# Definition of integral domain from Herstein

1. Oct 31, 2010

### mikepol

Hi,

I ran into conflicting definitions of integral domain. Herstein defines a ring where existence of unity for multiplication is NOT assumed. His definition of integral domain is:

"A commutative ring R is an integral domain if ab=0 in R implies a=0 or b=0"

I looked in 3 other books and on the Internet, and everywhere either integral domain is defined to contain a multiplicative unit element, or definition of a ring assumes such an element. In either case, integral domain seems to always contain a unit element.

Could someone please explain to me why are there two different definitions and which one is more common?

Thank you.

2. Nov 7, 2010

### mansurbhimsen

My understanding is that a unity element is a prerequisite for defining an integral domain in general. However as Herstein shows in the proof for the theorem that every finite integral domain is a field, its easy to show the inherent existence of an unity element in an integral domain when its finite. The pigeonhole principle and associated logic used in that proof relies on the integral domain being finite.I doubt its possible to show the existence of unity in an integral domain if its infinite without assuming it already. I am waiting for a better insight myself . Hope this suffices till then.

3. Nov 7, 2010

### mansurbhimsen

a bit of additional info.its a cut and paste job from wikipedia...but it seems to answer some questions nevertheless

"In mathematics, especially in the area of abstract algebra known as ring theory, a domain is a ring such that ab = 0 implies that either a = 0 or b = 0.[1] That is, it is a ring which has no left or right zero divisors. (Sometimes such a ring is said to "have the zero-product property.") Some authors require the ring to have 1 ≠ 0 to be a domain,[2] or equivalently to be nontrivial[3]. In other words, a domain is a nontrivial ring without left or right zero divisors. A commutative domain with 1 ≠ 0 is called an integral domain.[4]
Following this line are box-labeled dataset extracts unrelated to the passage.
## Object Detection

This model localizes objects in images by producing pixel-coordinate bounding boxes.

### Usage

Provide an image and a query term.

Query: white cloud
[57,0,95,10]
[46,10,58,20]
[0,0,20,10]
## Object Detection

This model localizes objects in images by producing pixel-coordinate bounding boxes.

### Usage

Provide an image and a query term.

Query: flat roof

A finite domain is automatically a finite field by Wedderburn's little theorem."

4. Nov 7, 2010

### mathwonk

I looked in a dozen or so books (Lang, Rotman, Dummit and Foote, Van der Waerden, Reid, Matsumura, Atiyah - Macdonald, Zariski - Samuel, Eisenbud, Herstein, Brauer, A.A.Albert, Birkhoff-Maclane) and found several different conventions.

In general the reason for giving a definition in a certain way is that the author finds it convenient for what he intends to do in his own book. Or maybe he just imitates what he was taught. Or maybe he feels that his definition captures the most interesting examples out there.

Anyway, a nice theorem in the book of Jacobson (and maybe also Hungerford) is that every ring without an identity can be embedded isomorphically as an ideal inside a ring with identity. Moreover every ring without zero divisors can be embedded isomorphically inside a ring without zero divisors which has an identity element.

I guess I forgot to check whether commutativity is assumed. Anyway the result suggests that you never need to exclude the identity element since every ring without one is actually an ideal in a ring with one. So considering rings with identity along with their ideals covers the whole territory.

Jacobson cleverly calls rings without identity "rngs".

you might check me on this in hungerford or jacobson.